After you choose the password attribute and generate schema for system. It is possible create mapping for password. Main password attribute can be mapped as __PASSWORD__ attribute.

Main password attribute (__PASSWORD__) is sent to end system only with uid, all attributes including another attributes marked as password will be sent in second provisioning operation. If application property (idm.sec.acc.provisioning.sendPasswordAttributesTogether) is set to true, only one provisioning operation will be created. This beahvior is only for password change. When CzechIdM creates new one account in end system.
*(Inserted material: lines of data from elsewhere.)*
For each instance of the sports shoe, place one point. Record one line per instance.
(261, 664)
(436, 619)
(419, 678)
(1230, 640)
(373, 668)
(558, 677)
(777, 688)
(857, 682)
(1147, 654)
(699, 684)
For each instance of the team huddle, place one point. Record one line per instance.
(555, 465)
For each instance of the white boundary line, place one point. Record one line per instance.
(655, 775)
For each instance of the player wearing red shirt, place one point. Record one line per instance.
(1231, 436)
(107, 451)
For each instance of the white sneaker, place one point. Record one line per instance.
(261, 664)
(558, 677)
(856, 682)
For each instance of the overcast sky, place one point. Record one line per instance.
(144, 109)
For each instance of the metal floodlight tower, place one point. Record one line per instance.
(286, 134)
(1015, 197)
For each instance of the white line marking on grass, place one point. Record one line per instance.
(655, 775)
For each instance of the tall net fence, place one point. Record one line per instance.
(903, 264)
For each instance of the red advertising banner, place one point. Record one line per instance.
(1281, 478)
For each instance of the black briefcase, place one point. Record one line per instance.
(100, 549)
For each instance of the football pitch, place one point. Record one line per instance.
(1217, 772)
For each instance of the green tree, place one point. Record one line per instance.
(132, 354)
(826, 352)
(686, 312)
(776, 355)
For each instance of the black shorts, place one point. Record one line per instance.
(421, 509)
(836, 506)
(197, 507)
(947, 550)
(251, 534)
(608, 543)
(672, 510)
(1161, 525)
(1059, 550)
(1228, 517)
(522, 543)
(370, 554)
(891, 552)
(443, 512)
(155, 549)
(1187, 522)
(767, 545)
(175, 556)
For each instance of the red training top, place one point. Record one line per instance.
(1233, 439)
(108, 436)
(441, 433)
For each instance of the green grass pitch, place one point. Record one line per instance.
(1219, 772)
Is password sent together with another attributes (some connectors may reimplement the behavior with own - AD).

All password attributes will be transformed before will be transformed via transformation scripts to end system. The transformation scripts must return GuardedString or null, all another object throw exception. All transformation obtain password in attributeValue. For transformation script will be applied classic rules for check security and etc.

Remeber all password attributes must has checked 'Password attribute'. Including main password attribute __PASSWORD__
In older versions (<9.3.0) exists attribute __PASSWORD__ the attribute still exists but for proper functioning must the attribute has checked checkbox 'Password attribute', otherwise behavior with password change trough system will not work correctly. In existing mapping is password attribute checked for all __PASSWORD__ attributes by flyway script.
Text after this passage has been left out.